FAA Reminds Pilots of Safety Requirements After Close Calls


The agency issued a Safety Alert for Operators (SAFO) on Wednesday, March 22, 2023, after a number of high profile near-miss incidents in the early months of 2023.


FAA Reminds Pilots of Safety Management Protocols

The SAFO reminds pilots of the six near-miss incidents since January 2023, including two highlighted by an NBC News report. As a result, the agency wants pilots to focus on five areas of concern. The SAFO calls out sterile flight deck procedures, airport runway and taxiway awareness, following published procedures and checklists, and encouraging personnel to report safety issues.


“Safety management requires adapting to continual change,” the SAFO reads. “Effective safety management is designed to detect emerging safety issues, assess the level of risk and address those risks through mitigations.”


As a result of the incidents, the FAA is asking pilots to review focus areas to ensure “operations are conducted at the highest level of safety, including changes to procedures or training, if appropriate.” To start, airlines are asked to use “all available internal communications” to go over the recent near miss incidents and discuss existing issues.


In addition, the agency is asking pilots to ensure they have the same understanding of what “sterile flight deck” means. Codified in 1981, sterile flight deck rules prohibits “non-essential duties or activities” during taxi, takeoff, landing, and all operations under 10,000 feet.


The FAA is also asking pilots to review previous SAFOs regarding incursions and near miss incidents.

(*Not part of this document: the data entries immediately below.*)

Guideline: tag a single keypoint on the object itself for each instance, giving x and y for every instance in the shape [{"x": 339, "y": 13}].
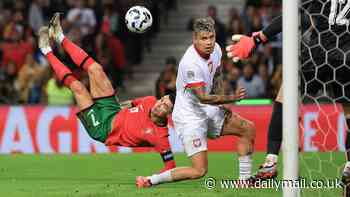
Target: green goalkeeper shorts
[{"x": 97, "y": 119}]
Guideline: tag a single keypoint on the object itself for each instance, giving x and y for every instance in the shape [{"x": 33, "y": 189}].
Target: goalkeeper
[{"x": 244, "y": 47}]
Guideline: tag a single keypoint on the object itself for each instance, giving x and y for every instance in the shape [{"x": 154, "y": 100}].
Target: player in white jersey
[{"x": 200, "y": 111}]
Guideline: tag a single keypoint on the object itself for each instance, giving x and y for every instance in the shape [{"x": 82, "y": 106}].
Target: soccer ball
[{"x": 138, "y": 19}]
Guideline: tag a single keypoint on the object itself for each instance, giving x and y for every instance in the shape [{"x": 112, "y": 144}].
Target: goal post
[{"x": 290, "y": 45}]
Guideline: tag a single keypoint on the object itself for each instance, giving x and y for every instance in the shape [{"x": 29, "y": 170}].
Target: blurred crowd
[
  {"x": 95, "y": 25},
  {"x": 261, "y": 75},
  {"x": 98, "y": 27}
]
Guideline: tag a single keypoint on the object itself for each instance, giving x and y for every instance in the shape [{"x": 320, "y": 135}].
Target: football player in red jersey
[{"x": 139, "y": 123}]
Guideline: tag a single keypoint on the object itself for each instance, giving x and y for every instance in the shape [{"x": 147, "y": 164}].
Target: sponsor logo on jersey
[
  {"x": 190, "y": 74},
  {"x": 197, "y": 142}
]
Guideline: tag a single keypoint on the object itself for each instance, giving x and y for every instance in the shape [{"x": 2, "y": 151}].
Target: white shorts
[{"x": 194, "y": 134}]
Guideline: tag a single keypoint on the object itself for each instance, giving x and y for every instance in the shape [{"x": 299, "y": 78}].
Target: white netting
[{"x": 325, "y": 74}]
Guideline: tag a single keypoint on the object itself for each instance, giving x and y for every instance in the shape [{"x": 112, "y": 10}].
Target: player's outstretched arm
[
  {"x": 215, "y": 99},
  {"x": 244, "y": 46}
]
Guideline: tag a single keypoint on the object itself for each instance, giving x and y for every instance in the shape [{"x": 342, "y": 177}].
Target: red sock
[
  {"x": 62, "y": 72},
  {"x": 78, "y": 55}
]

In particular, the agency cites three different SAFOs: High collision risk during runway crossing, runway incursion prevention actions, and flight crew techniques and procedures during sterile flight deck rules.


Although there is no deadline to review these requirements, the FAA wants operators to stay vigilant when operating commercial aircraft and remember to continually manage a culture of safety.


“Operators should evaluate information collected through their safety management processes, identify hazards, increase and improve safety communications with employees and enact mitigations,” the SAFO reads. “Safety management systems, policies and procedures must be able to account for a high rate of change.”